Anthropic Tool Runner SDK
The Tool Runner is an SDK-provided abstraction over the manual tool call loop. It handles request/response cycling, tool execution, conversation state management, and error wrapping. Available in Python, TypeScript, and Ruby SDKs (beta).
When to Use
Use Tool Runner when: you want Claude to call tools and receive results automatically — the common case.
Use the manual loop when: you need human-in-the-loop approval between tool calls, custom logging of intermediate states, or conditional execution based on tool results before continuing.
Basic Pattern (Python)
from anthropic import Anthropic, beta_tool
client = Anthropic()
@beta_tool
def get_weather(location: str, unit: str = "fahrenheit") -> str:
"""Get the current weather in a given location.
Args:
location: The city and state, e.g. San Francisco, CA
unit: Temperature unit, either 'celsius' or 'fahrenheit'
"""
return json.dumps({"temperature": "20°C", "condition": "Sunny"})
runner = client.beta.messages.tool_runner(
model="claude-opus-4-7",
max_tokens=1024,
tools=[get_weather],
messages=[{"role": "user", "content": "What's the weather in Paris?"}],
)
# Iterate to get intermediate messages, or:
final = runner.until_done()
The @beta_tool decorator introspects the function signature and docstring to generate a JSON schema. Tool functions must return a string, content block, or content block array — non-string primitives must be stringified.
The Tool Call Loop
runner is an iterable that yields messages from Claude. Each iteration:
- If the previous message contained
stop_reason: "tool_use", the runner executes the requested tools and sends results back automatically. - The next Claude message is yielded.
- The loop ends when Claude returns a message without tool use.
runner.until_done() skips intermediate yields and returns only the final message.
Compaction for Long-Running Agents
Tool Runner supports automatic context compaction: when token usage exceeds a threshold, the runner generates a summary of the conversation and continues, allowing agentic tasks to run beyond the context window limit. This is critical for long-horizon workflows.
Advanced: Intercepting and Modifying Results
for message in runner:
tool_response = runner.generate_tool_call_response()
if tool_response is not None:
# Check for errors before Claude sees them
for block in tool_response["content"]:
if block.get("is_error"):
raise RuntimeError(f"Tool failed: {block['content']}")
# Add cache_control to large tool results
if block["type"] == "tool_result":
block["cache_control"] = {"type": "ephemeral"}
# Append modified response (prevents auto-append of original)
runner.append_messages(message, tool_response)
generate_tool_call_response() returns the tool result dict that would be sent back. Appending it manually (with modifications) prevents the runner from auto-appending the original. See anthropic-prompt-caching for the caching benefit of this pattern with large tool results.
Error Behavior
By default, exceptions thrown by tools are caught and returned to Claude as is_error: true tool results — Claude can then decide how to respond. The full stack trace is logged (not sent to the model) when ANTHROPIC_LOG=debug is set.

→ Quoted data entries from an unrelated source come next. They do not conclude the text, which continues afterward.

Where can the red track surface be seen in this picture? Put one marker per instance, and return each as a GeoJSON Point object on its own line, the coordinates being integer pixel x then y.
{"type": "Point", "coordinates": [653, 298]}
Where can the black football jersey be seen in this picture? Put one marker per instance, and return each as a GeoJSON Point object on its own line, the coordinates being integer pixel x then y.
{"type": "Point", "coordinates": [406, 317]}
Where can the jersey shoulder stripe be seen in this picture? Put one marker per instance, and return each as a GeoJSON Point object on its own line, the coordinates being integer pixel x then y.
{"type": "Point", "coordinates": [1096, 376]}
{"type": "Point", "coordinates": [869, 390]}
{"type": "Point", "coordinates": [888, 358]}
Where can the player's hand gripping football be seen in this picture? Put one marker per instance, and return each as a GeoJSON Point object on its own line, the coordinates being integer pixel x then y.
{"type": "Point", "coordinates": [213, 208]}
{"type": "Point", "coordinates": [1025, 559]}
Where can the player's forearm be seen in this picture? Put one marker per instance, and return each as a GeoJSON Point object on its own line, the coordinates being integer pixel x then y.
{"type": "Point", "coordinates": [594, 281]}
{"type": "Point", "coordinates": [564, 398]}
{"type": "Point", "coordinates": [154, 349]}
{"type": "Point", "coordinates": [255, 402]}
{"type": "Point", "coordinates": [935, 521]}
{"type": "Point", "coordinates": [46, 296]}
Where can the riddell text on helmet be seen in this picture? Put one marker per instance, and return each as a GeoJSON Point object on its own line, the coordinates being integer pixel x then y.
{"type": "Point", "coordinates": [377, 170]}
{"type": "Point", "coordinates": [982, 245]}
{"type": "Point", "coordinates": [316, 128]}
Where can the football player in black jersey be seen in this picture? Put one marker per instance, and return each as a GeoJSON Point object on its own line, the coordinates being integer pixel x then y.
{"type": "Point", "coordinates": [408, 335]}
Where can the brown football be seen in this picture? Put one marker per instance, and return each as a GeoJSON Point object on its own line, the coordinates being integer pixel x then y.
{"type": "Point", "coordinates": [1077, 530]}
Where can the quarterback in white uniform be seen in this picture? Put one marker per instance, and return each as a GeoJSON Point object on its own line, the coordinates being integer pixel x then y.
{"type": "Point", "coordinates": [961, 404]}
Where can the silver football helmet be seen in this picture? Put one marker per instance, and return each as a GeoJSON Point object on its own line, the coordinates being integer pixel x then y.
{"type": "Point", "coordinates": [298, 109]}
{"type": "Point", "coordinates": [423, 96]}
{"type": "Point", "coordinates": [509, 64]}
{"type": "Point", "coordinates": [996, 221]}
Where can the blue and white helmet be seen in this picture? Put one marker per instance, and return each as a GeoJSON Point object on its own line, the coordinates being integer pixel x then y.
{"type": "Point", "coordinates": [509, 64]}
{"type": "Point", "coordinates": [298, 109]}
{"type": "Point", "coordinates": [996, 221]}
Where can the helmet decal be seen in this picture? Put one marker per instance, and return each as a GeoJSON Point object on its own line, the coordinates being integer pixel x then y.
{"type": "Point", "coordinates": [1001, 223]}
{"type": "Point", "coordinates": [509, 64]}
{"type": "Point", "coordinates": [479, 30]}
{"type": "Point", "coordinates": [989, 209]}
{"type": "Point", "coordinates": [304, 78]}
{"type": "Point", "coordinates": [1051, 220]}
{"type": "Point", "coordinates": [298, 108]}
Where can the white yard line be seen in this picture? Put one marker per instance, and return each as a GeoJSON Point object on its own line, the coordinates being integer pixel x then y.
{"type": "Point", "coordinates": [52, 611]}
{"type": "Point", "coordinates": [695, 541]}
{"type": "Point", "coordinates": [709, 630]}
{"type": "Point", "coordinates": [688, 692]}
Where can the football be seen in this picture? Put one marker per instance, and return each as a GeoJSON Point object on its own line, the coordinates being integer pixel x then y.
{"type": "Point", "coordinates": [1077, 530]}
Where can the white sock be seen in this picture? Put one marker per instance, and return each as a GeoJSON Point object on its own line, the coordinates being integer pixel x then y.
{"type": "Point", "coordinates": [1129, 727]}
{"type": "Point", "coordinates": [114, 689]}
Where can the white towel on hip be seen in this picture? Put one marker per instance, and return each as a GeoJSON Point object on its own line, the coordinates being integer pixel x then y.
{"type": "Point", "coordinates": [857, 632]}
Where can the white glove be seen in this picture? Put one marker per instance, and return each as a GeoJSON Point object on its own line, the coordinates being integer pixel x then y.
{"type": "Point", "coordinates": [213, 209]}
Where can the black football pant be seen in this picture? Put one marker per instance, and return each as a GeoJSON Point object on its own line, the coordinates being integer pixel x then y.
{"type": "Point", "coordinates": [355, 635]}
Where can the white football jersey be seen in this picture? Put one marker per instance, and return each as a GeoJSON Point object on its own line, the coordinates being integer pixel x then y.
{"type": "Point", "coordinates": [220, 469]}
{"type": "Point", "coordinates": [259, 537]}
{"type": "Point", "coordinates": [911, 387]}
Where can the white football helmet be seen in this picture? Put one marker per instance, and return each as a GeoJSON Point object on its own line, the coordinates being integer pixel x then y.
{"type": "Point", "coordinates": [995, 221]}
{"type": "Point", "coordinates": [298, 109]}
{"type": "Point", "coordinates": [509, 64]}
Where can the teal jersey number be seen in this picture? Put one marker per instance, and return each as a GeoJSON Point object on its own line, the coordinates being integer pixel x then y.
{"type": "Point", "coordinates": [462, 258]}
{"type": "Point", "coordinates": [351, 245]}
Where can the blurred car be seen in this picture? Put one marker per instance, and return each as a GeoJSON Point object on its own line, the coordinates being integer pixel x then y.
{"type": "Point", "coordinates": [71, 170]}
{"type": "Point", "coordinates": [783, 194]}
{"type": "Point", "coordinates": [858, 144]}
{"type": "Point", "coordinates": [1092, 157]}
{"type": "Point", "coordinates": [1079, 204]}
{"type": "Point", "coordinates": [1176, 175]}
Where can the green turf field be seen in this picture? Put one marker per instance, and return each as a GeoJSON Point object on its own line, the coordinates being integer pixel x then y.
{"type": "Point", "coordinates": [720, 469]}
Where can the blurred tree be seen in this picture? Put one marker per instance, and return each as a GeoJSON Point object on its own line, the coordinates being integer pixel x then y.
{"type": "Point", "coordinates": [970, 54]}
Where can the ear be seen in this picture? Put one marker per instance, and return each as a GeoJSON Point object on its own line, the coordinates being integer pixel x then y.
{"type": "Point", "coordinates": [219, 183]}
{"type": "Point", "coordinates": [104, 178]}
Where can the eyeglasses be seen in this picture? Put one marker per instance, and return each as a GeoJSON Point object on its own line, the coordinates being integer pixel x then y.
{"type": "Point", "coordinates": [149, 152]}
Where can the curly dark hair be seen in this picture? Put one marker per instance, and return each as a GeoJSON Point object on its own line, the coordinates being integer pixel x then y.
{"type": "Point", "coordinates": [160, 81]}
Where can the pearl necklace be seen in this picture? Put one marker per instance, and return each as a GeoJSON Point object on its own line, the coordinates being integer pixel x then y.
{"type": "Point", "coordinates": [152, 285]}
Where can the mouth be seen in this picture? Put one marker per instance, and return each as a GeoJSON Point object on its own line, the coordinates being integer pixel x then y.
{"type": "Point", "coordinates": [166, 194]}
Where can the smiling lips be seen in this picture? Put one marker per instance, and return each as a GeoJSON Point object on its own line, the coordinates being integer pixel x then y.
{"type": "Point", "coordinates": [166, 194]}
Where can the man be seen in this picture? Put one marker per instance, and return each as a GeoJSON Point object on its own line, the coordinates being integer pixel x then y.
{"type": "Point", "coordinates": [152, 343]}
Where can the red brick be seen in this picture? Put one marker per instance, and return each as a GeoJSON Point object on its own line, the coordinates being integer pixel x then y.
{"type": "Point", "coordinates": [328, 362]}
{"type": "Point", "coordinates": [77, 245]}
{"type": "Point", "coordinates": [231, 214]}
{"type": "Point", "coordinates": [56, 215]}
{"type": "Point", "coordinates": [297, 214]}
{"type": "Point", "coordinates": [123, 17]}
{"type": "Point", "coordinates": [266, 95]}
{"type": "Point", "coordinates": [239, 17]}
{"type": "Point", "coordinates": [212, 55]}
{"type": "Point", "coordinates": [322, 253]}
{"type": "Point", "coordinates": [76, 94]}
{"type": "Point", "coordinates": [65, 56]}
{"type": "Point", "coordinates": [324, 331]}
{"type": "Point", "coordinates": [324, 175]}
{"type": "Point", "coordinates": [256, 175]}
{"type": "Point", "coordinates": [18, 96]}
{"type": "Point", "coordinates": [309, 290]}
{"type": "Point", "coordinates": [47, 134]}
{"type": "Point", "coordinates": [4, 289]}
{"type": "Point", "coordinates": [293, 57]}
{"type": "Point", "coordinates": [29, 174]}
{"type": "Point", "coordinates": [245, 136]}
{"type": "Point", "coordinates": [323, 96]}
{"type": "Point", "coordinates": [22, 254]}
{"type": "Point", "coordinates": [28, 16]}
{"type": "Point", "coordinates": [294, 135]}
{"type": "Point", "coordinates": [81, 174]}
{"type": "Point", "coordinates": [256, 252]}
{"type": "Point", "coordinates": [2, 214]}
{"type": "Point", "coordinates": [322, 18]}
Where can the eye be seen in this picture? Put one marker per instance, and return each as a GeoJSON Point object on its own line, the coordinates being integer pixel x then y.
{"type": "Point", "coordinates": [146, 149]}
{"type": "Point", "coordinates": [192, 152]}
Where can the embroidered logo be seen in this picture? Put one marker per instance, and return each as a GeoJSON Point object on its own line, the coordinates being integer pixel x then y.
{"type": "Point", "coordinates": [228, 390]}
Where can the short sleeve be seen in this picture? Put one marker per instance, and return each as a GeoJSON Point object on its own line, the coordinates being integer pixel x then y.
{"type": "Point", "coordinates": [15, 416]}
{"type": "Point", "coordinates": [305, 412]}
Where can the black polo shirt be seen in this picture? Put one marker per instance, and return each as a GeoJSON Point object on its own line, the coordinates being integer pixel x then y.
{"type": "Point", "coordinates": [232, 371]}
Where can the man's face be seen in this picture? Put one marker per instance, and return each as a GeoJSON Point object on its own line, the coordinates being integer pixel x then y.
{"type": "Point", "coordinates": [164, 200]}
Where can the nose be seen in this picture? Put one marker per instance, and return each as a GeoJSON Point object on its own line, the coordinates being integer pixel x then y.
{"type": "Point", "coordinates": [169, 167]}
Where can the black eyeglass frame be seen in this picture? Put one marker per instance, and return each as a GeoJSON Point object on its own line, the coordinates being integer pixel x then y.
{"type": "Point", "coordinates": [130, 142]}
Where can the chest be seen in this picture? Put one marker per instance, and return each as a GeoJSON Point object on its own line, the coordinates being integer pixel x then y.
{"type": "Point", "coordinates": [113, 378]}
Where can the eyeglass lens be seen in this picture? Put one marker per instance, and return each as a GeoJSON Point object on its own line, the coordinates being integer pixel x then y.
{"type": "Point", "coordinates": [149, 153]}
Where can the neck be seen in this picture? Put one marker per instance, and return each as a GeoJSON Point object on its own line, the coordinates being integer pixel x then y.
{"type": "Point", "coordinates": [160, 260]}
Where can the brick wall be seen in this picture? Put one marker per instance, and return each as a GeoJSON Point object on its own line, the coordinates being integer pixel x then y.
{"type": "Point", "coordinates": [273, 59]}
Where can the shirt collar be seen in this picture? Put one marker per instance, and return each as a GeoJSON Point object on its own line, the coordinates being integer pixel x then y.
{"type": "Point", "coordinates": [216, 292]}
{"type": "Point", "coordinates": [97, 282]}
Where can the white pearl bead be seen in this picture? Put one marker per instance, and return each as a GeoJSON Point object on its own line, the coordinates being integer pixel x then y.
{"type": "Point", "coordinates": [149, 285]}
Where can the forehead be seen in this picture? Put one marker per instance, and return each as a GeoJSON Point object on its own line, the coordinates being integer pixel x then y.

To stop the loop on error rather than letting Claude handle it, intercept via generate_tool_call_response() and raise before the runner proceeds.
Streaming
runner = client.beta.messages.tool_runner(
model="claude-opus-4-7",
max_tokens=1024,
tools=[get_weather],
messages=[{"role": "user", "content": "What's the weather?"}],
stream=True,
)
for message_stream in runner:
for event in message_stream:
print("event:", event)
print("final:", message_stream.get_final_message())
With stream=True, each iteration yields a stream object rather than a complete message.
Architectural Note
Tool Runner is a convenience layer, not a protocol change. It uses the same Messages API with the same tool call loop described in anthropic-tool-use — it just eliminates the boilerplate. The same constraints apply: tool results must follow tool use turns, tool_choice limitations still exist, and thinking block preservation rules still apply when using adaptive thinking.